EMMA is an XML-based markup language standardized by W3C and referenced by 3GPP for representing user input interpretations in multimodal systems. It allows applications to process inputs from various modalities like voice, keyboard, and pen in a unified format.

Description

The Extensible MultiModal Annotation markup language (EMMA) is a World Wide Web Consortium (W3C) recommendation that provides a data interchange format for representing the semantics of user inputs in multimodal interactive systems. While not a 3GPP-invented protocol, it is referenced within 3GPP specifications (notably TS 23.333) as a potential component for standardizing how multimodal inputs are annotated and processed in telecom service architectures, particularly for Multimedia Telephony (MMTel) and other IP-based services. EMMA documents are XML instances that describe interpretations of user inputs, which could originate from different modalities such as speech, keyboard, touch, or gesture.

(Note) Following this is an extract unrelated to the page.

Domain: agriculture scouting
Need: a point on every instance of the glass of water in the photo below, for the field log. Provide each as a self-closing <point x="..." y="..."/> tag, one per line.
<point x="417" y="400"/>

An EMMA document structures information about an interpretation, including the raw input data, a derived meaning (like a recognized intent or extracted entities), confidence scores from the recognition process, timing information, and the source modality. This allows a multimodal application, potentially running on a network server or a device, to fuse inputs from different sources. For example, a user might say "show me this" while tapping a map; a speech recognizer would generate an EMMA structure for the utterance, and a gesture recognizer would generate one for the tap coordinates. A dialogue manager could then process these combined EMMA structures to execute the command.

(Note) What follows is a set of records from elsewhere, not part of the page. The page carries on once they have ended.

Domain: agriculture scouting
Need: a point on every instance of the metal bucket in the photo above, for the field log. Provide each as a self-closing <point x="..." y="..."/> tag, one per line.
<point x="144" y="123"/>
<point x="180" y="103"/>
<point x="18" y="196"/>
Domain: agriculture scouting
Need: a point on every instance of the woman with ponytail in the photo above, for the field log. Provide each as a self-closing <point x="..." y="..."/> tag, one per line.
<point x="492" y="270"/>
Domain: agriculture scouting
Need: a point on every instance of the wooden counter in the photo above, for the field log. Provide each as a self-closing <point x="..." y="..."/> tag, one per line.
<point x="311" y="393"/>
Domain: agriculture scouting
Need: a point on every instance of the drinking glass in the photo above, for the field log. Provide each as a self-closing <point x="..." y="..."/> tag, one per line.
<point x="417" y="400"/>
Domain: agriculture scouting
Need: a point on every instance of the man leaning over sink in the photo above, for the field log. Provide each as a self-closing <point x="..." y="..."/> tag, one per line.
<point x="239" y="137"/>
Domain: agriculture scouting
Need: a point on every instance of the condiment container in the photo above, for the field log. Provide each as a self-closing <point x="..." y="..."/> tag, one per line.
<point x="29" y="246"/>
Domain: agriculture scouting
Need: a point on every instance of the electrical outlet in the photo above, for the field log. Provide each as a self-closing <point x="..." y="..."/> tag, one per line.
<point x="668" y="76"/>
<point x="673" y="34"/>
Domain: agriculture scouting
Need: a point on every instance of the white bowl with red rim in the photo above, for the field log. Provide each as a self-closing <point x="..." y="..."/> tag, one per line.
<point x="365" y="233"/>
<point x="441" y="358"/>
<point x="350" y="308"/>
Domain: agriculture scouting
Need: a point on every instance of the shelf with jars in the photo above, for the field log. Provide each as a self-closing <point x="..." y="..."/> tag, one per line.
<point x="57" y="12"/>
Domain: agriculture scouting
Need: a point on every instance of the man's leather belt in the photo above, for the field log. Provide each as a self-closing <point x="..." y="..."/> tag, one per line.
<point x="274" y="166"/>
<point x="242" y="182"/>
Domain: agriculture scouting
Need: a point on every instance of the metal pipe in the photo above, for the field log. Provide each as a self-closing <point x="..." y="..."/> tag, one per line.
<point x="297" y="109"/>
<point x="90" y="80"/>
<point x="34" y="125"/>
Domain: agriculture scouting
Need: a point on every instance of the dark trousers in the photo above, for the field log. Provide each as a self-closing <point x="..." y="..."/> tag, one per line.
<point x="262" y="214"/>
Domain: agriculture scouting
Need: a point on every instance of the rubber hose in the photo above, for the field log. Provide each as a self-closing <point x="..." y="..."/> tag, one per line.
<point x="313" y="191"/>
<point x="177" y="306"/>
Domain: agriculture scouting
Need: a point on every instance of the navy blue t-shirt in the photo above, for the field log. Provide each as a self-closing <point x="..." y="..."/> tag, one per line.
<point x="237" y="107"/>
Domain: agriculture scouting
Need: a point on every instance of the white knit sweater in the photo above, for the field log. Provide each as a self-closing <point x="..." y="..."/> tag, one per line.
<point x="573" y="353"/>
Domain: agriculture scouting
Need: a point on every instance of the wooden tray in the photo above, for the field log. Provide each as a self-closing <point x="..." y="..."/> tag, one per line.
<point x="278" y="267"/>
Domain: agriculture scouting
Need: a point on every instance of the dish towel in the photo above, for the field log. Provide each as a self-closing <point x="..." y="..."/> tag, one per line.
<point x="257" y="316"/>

Within a 3GPP context, EMMA's role is to enable interoperable, advanced user interfaces for services defined in the IP Multimedia Subsystem (IMS) framework. By providing a standard way to annotate input, it allows service logic to be decoupled from specific recognition technologies or devices. This supports the creation of richer, more natural human-machine interfaces for services like interactive voice response (IVR) with visual complements, or unified messaging where input can be speech or text. The 3GPP specifications reference EMMA as part of defining the architecture and information flows for multimodal services, ensuring that network-based multimodal interaction managers can process inputs in a vendor-neutral format.

Purpose & Motivation

EMMA was developed by the W3C Multimodal Interaction Working Group to solve the problem of interoperability in multimodal systems, where applications need to combine inputs from diverse recognition technologies (speech, handwriting, vision). Before standardization, each recognizer or fusion engine would use its own proprietary data format, making it difficult to build modular, scalable multimodal applications. EMMA provided a common, extensible XML vocabulary to represent interpretations, enabling plug-and-play integration of different recognition components.

3GPP's motivation for referencing EMMA in its specifications (starting in Release 7) was to support the evolution of telephony services beyond simple voice calls towards rich, interactive Multimedia Telephony (MMTel) within IMS. As services became more complex, allowing users to interact via voice, touch, and keypad simultaneously, a standardized way to handle these combined inputs at the service layer was needed. Adopting an existing W3C standard like EMMA allowed 3GPP to avoid reinventing the wheel and to align with web standards, facilitating the convergence of telecom and web services. It addressed the limitation of previous telecom service architectures, which were largely modality-siloed (e.g., voice call control separate from text messaging), by providing a foundation for unified, context-aware interaction management.

Key Features

XML-based format for representing semantic interpretations of user input
Supports annotation of input from multiple modalities (speech, touch, keyboard, etc.)
Includes metadata such as confidence scores, timestamps, and source modality identification
Enables information fusion by providing a common structure for inputs from different recognizers
Extensible through XML namespaces to accommodate domain-specific semantics
Facilitates interoperability between different recognition engines and multimodal application logic

Evolution Across Releases

Rel-7 Initial

Initially referenced in 3GPP TS 23.333 as part of the framework for Multimedia Telephony (MMTel) and other IMS-based services. It was introduced to provide a standardized data format for multimodal interaction management, allowing network servers to process combined user inputs from voice, text, and other modalities in a unified way.

TS 23.333

Defining Specifications

Specification	Title
TS 23.333	3GPP TS 23.333